I kept seeing movement in the distance, lifting my head on high alert and noticing massive bright yellow leaves falling from the tall trees above. For the next hour, I couldn’t help but stare at the sky every few minutes, getting lost in the white abyss surrounded by the tops of trees that had experienced the same serenity far before I ever had. 

It is beautiful to me how this tranquility is something I can always find on the trail, but it feels different every time. Even experiencing the same trail in a different season, or simply on another day, gives me another appreciation for walking through life and on the same dirt itself.


A few practical notes about Rattlesnake Ridge:
One thing that I didn’t particularly enjoy about this hike is that I could hear airplanes overhead almost the entire way up. I think I counted around six planes fly over the mountain, which didn’t ruin the experience, but did seem to pull me out of the moment each time. 

I passed many people on this trail, as it is a popular choice in the North Bend area. It was easy enough where I didn’t need to stop to catch my breath the entire way up, and I thought about how one day I could bring my family back with a few more water breaks.


About halfway up the hike, I veered left on a side trail and follow the noise of running water. I came across a beautiful stream of water that flows down a stair-like hillside with rage, being fueled by the precipitation in the area.

As I continued uphill, the forest quieted and set the mood of a more intimate experience. As I moved forward, I felt like I was walking on a never-ending trail, almost in a dreamlike state, floating past long skinny trees on either side as my legs pushed one in front of the other.


As I reached the top, there were several smaller viewpoints that we’re rewarding enough in their own way. Each one, getting more and more unexplainable as I went along. Summiting the highest peak, there was a giant slab, about 20 yards long with the ledge at the very end that overlooked it all. There were cracks beneath my feet that went down over 30 feet in some cases. 

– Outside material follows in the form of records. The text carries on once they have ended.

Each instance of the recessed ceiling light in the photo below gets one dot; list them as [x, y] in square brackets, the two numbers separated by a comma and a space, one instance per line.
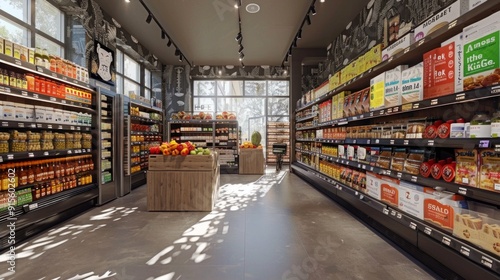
[253, 8]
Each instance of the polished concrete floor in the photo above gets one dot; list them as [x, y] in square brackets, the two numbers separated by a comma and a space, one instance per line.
[264, 227]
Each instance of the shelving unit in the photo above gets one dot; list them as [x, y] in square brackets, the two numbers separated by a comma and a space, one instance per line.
[431, 244]
[277, 132]
[146, 130]
[49, 150]
[220, 135]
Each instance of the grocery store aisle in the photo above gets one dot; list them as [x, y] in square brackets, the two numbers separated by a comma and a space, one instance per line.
[269, 227]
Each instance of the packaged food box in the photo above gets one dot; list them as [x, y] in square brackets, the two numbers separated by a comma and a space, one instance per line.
[456, 41]
[440, 205]
[377, 90]
[373, 183]
[392, 88]
[398, 46]
[467, 167]
[438, 20]
[411, 199]
[439, 78]
[481, 51]
[389, 192]
[412, 87]
[489, 170]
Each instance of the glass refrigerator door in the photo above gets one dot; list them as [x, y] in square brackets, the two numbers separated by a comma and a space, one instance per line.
[107, 185]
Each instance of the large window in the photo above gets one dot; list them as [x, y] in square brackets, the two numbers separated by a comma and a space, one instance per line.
[47, 32]
[253, 102]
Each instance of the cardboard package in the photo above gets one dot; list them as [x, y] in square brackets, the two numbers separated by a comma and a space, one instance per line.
[398, 46]
[412, 87]
[392, 88]
[439, 68]
[377, 90]
[481, 51]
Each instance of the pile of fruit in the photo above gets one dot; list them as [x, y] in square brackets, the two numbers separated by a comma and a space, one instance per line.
[173, 148]
[255, 143]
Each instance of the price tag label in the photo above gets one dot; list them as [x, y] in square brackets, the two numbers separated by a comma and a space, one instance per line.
[462, 191]
[487, 261]
[446, 241]
[460, 96]
[465, 251]
[427, 230]
[33, 206]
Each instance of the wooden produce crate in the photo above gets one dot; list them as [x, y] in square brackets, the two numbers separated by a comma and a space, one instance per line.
[178, 183]
[251, 161]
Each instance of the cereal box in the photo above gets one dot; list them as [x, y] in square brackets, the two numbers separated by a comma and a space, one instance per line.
[489, 170]
[397, 46]
[412, 88]
[439, 207]
[438, 20]
[467, 168]
[481, 50]
[377, 89]
[439, 78]
[392, 88]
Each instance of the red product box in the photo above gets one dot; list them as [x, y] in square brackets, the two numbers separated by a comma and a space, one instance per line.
[439, 71]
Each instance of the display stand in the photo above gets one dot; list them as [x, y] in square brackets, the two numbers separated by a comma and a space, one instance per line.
[182, 183]
[252, 161]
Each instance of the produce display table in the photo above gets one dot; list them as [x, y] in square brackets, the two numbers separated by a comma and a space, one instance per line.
[251, 161]
[183, 183]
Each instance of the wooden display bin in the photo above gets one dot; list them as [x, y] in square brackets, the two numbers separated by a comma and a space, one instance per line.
[251, 161]
[182, 183]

I grabbed my tail wagging sidekick, held on with both arms and tightened my pack straps as I leaped over each crack and peered over the edge of the misty viewpoint.  I looked over a large portion of the town and the parking lot, where each car looked like a tiny freckle on the face of the valley. 

After my post on Movement Meditation, I realized that the next natural step to sharing my hiking experiences would also be to note the lesson or reminder that is pushed into my heart more deeply, as “teaching of the trails” happen through my experience without intention. It is gratifying to me to watch this blog’s progress and transformation as I remind myself that, creativity inspires creativity.

Trail teachings

On the way down, I wrapped up my experience mentally and summed it up in one word- wonder

I think that being wondrous and curious is something that we tend to lose sight of as we grow older, assuming that we know the ways of the world when in reality, we are all just taking it day by day. I think that part of this wonder-death is simply becoming familiar with life itself, while I cannot deny that the internet and mass production of content plays a major role in driving the spear into our child-like wonder.

Of course, as we grow, our curiosity about different topics matures with us. As I ran my fingers across moss and followed birds that hopped from tree to tree, I vowed to myself to adopt more of a growth mindset. A “growth mindset” is the idea that we do not have fixed intelligence or talents, and anyone can grow in intelligence or talent.  Taking on more of a growth mindset inspires us to take risks, wonder out loud, and explore the many things that spark new ideas, creating even more wonder in turn.